Holidays offer great opportunities to start or strengthen relationships. The two holiest days in Islam are Eid ul-Adha and Eid ul-Fitr. Eid ul-Adha is the Feast of Sacrifice. It concludes the period set aside for the pilgrimage to Mecca called the Hajj, and it commemorates Abraham’s willingness to sacrifice his firstborn son. Eid ul-Fitr is the Feast of Breaking the Fast. It concludes the fasting month of Ramadan during which Muslims refrain from eating and drinking during daylight hours. Both of these times of feasting and celebration start at sunset and last for two or three days. Here are some ideas for leveraging this feast day in your relationships.
1. It is a time of giving sweets to each other and to children. Give your friend or neighbor a plate of candy, cake, or cookies to help them celebrate.
2. It is a time of giving small gifts to children. Give your friend or neighbor something simple for the children.

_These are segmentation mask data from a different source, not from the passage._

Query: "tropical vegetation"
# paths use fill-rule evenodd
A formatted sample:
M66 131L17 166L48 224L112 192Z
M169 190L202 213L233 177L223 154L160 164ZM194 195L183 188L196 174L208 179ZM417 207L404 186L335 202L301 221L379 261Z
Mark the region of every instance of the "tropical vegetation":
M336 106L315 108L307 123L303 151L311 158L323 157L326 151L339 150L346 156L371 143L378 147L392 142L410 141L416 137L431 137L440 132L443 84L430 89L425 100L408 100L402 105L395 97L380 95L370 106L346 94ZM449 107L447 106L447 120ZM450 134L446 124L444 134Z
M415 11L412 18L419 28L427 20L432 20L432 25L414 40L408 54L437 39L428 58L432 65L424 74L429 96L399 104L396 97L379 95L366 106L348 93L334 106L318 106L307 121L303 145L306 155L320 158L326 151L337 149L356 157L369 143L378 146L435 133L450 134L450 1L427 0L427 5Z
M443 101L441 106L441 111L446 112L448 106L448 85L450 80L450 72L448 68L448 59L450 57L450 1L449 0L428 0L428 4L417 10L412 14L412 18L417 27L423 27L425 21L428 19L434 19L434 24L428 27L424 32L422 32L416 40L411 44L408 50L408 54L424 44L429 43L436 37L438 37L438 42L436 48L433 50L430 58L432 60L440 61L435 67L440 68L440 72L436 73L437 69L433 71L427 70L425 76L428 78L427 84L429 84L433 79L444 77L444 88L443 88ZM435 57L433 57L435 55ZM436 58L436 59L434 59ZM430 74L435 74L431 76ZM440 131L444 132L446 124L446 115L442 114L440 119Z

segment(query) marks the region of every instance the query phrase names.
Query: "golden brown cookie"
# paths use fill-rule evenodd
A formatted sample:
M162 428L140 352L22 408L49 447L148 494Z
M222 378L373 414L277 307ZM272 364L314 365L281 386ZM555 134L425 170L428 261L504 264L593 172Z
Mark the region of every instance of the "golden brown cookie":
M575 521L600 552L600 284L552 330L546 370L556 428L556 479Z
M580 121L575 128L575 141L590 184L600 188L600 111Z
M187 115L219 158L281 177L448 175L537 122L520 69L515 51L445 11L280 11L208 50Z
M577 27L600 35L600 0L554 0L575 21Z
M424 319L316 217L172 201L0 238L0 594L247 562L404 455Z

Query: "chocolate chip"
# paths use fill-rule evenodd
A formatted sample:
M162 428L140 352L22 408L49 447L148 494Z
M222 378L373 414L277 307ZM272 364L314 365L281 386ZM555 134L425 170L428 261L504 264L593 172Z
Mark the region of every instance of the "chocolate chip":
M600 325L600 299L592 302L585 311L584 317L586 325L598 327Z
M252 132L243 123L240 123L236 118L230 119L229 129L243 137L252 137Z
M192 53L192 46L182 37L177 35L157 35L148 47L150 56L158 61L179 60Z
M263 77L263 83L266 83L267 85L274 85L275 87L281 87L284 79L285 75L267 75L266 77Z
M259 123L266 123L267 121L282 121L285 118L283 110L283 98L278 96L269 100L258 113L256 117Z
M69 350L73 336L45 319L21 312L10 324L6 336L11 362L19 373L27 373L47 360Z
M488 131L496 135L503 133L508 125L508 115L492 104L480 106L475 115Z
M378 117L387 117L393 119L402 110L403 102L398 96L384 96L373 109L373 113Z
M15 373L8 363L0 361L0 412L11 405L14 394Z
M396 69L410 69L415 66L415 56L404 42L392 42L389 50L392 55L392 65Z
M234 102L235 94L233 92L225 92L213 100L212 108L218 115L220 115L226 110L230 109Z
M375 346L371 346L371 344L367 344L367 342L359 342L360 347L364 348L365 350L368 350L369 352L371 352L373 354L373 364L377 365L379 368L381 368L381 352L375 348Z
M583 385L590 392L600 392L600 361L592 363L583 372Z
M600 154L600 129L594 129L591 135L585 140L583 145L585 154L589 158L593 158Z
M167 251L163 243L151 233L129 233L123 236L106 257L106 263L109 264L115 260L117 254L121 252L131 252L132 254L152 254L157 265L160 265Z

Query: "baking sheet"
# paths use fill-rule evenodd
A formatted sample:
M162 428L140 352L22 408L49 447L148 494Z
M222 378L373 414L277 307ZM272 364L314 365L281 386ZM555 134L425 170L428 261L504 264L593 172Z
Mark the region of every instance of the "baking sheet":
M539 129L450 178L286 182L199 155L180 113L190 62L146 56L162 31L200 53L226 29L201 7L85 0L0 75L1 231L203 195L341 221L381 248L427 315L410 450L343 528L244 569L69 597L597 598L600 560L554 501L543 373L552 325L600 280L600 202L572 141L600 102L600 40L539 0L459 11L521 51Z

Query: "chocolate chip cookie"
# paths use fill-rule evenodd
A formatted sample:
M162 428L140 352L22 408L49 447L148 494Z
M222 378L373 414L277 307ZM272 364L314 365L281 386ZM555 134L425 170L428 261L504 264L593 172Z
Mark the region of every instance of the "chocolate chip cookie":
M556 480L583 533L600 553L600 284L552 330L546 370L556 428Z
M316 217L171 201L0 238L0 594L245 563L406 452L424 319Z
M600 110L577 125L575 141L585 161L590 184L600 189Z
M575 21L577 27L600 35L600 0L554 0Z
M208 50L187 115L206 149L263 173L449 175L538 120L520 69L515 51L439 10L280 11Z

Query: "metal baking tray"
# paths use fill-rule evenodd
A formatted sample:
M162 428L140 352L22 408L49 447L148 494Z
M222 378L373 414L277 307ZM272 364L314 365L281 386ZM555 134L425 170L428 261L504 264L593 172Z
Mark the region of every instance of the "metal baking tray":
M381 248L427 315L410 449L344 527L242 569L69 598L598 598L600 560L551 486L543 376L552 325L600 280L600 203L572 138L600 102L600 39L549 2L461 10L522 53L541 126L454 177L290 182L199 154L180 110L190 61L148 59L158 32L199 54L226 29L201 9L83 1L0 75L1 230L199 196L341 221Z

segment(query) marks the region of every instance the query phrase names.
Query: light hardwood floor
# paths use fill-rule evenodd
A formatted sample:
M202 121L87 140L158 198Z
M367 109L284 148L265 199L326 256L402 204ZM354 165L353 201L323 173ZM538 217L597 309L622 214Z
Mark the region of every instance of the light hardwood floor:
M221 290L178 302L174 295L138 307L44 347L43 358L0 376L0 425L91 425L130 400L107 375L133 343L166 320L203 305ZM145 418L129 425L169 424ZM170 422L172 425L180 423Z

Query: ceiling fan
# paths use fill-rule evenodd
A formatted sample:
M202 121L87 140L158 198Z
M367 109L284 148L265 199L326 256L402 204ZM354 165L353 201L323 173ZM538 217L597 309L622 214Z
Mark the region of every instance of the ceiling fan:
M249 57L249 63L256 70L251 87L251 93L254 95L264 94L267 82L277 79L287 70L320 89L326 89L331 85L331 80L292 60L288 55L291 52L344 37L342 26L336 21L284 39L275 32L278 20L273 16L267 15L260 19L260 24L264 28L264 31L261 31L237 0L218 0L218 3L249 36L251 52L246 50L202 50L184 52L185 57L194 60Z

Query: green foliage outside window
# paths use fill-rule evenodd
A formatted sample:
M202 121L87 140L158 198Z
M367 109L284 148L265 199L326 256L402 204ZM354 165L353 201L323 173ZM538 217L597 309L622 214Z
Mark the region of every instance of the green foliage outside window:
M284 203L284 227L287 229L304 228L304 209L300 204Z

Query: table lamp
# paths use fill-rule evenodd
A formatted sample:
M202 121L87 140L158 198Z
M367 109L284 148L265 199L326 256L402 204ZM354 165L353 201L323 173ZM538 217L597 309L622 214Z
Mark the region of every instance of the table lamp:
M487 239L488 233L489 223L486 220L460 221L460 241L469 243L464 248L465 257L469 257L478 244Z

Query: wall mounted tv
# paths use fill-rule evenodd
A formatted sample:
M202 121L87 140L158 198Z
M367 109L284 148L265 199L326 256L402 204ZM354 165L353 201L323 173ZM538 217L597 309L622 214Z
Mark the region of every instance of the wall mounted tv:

3. It is a time for holiday greeting card exchange. Give or mail your friend or neighbor an “Eid Mubarak” greeting card. You can make this yourself with images collected from the Internet or you can order one from a dealer on the Internet.
4. It is a time for sending text-message and e-mail holiday greetings. Send your friend or neighbor an “Eid Mubarak” or “Happy Feast Day” e-mail or text-message as they begin their celebrations.
5. It is a time when Muslims drop in on each other (often with house gifts). It’s a time when they expect and are prepared for visitors. These holidays are good times to visit your Muslim friend or neighbor to introduce yourself or build your relationship. You won’t necessarily need an appointment, but they may be out doing their own spontaneous visiting.
6. It is a time when Muslims ask for forgiveness from one another for any unspecified offenses that they may have committed against each other during the preceding year. Ask your Muslim friend or neighbor for general forgiveness on these days. Do not mention any specific offenses! Say something like, “If I’ve done anything to offend you in the time that we’ve known each other, will you please forgive me?”
7. It is a time of heightened religious awareness and instruction. It is a good time to ask questions about Islam and Muslim culture, especially about the holiday. However, do not criticize or try to speak knowledgeably about Muhammad or Islam. “Stay in your lane!” You may present yourself as the subject matter expert on Jesus, Christmas, and communion. Let them be the subject matter experts on all things Muslim.
Finally, in thoroughly unevangelized lands, some Muslims meet Jesus in visions and dreams (MoreThanDreams.org). Jesus-in-you, however, may be the only Jesus your Muslim friend or neighbor can be expected to ever meet. Jesus may want you to go out of your way so that he can meet some of your friends and neighbors who he would otherwise never get to know.